Sep 8: In the U.S. Court of Appeals, Tenth Circuit,  Case No. 08-2282. In the case brought under the Price-Anderson Act, 42 U.S.C. § 2210, the Appeals Court must decide whether Plaintiffs alleging they suffered cancer due to exposure to radiation from Defendants' uranium mill have made a sufficient showing of causation under New Mexico law to survive summary judgment. The Appeals Court said, "We first determine the test for causation in this context, then evaluate whether the evidence submitted by Plaintiffs was sufficient to satisfy this test for summary judgment purposes."
    The action was originally brought by several plaintiffs who alleged they or the decedents they represented suffered from a large variety of injuries and diseases as a result of exposure to radioactive and non-radioactive hazardous substances released from Defendants' uranium milling facility in Cibola County, New Mexico. The district court entered a scheduling order requiring each plaintiff to produce expert affidavits making a prima facie showing of harmful exposure and specific causation for each alleged injury, but only three plaintiffs -- the appellants in the current action -- did so. The district court dismissed the other twenty-five plaintiffs from the action with prejudice, and that dismissal is not contested in the current appeal.
    The three Plaintiffs involved in the appeal and their experts opined that Plaintiffs' exposure to radiation from Defendants' operations was a substantial factor contributing to each of them developing cancer. The district court concluded that New Mexico law required a showing of "but-for causation" and that Plaintiffs' expert affidavits failed to meet that showing. The court therefore granted summary judgment to Defendants on Plaintiffs' claims. The appeal followed.

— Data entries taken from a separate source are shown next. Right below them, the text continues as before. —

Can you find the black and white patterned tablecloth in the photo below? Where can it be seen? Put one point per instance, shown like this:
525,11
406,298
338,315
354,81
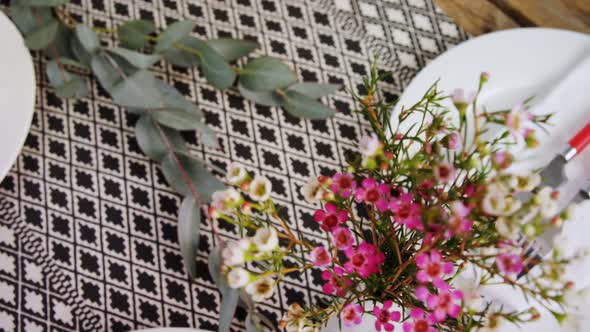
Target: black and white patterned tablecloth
95,248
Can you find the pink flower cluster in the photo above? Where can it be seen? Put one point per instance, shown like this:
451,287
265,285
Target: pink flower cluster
364,260
442,304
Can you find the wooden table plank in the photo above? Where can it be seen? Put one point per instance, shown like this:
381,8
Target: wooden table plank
481,16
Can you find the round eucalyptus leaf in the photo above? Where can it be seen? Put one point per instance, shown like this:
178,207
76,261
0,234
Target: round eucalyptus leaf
138,60
138,91
43,3
71,63
177,119
303,106
175,100
215,69
23,18
266,74
189,226
314,90
105,72
185,173
43,36
133,34
79,52
150,140
267,98
173,34
87,38
185,53
232,49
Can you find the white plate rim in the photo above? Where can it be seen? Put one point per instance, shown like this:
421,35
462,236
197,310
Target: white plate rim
25,106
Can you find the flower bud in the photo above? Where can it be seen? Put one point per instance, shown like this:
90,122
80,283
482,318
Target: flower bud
556,222
453,141
484,77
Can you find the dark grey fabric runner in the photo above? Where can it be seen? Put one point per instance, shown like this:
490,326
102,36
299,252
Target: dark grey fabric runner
99,222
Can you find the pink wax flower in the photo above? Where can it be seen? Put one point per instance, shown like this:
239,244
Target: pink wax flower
406,212
330,218
320,256
385,316
509,263
364,260
373,193
445,172
352,314
336,282
453,141
343,238
343,184
459,224
445,303
419,323
432,268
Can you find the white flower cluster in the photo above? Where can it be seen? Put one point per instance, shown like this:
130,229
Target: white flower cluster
235,254
294,320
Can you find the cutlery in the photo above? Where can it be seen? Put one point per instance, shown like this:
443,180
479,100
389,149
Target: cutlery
553,175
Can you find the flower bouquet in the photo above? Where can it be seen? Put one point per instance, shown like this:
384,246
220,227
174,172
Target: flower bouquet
416,225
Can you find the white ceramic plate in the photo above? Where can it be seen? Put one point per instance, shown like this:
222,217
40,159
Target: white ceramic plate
524,63
17,93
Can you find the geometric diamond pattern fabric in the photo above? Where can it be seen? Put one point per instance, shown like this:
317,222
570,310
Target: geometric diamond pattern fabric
101,214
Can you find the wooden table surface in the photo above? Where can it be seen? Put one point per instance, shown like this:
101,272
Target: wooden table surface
481,16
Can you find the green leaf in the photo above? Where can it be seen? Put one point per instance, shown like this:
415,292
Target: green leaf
267,98
70,62
232,49
80,53
180,54
215,69
193,175
105,72
66,84
138,91
228,306
253,323
23,18
87,38
315,90
189,225
177,119
175,100
133,34
302,106
214,263
173,34
42,37
139,60
150,140
43,3
266,74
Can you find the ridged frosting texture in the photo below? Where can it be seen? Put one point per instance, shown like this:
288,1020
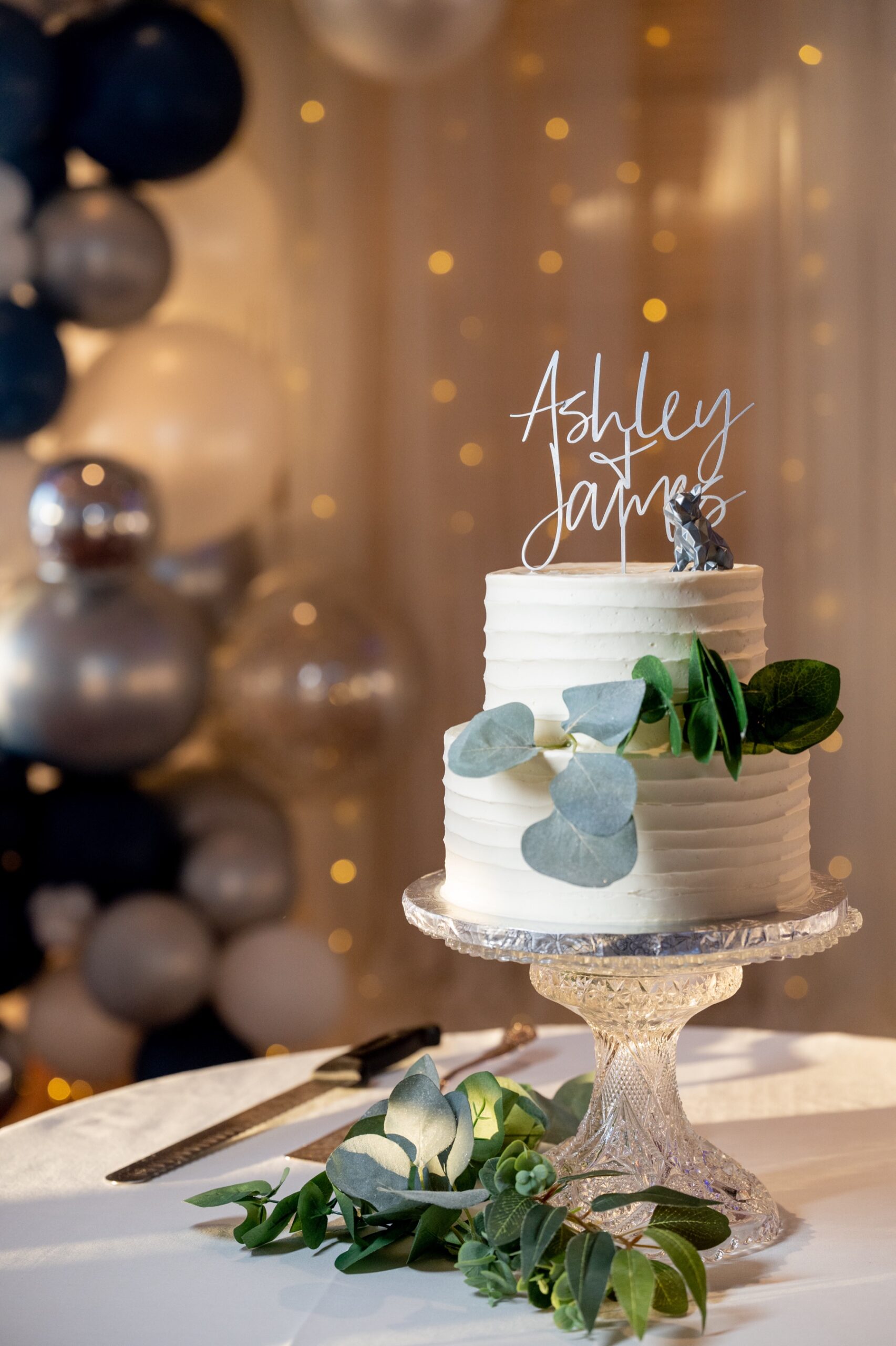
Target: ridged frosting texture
708,847
570,625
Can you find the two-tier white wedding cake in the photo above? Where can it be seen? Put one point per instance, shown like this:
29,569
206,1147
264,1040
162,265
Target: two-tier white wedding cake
708,845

    The Appeals Court said, the experts evidence was "simply insufficient to meet Plaintiffs' burden of making a prima facie case that Defendants' operations either (1) were a but-for cause of their cancer, either alone or as a necessary part of a combination of different factors, or (2) would have been such a but-for cause were it not for another sufficient coincident cause." The Appeals Court said additionally, "We also note Plaintiffs have neither alleged nor presented evidence that exposure to Defendants' radiation resulted, more probably than not, in the aggravation of their cancer symptoms. Therefore, to the extent Tafoya alters the but-for test in situations where a defendant's actions aggravate but do not cause an injury, it is not applicable in this case. . . we conclude the district court correctly granted summary judgment to Defendants based on Plaintiffs' failure to make a sufficient showing of but-for causation. We therefore affirm the district court's entry of summary judgment in favor of Defendants.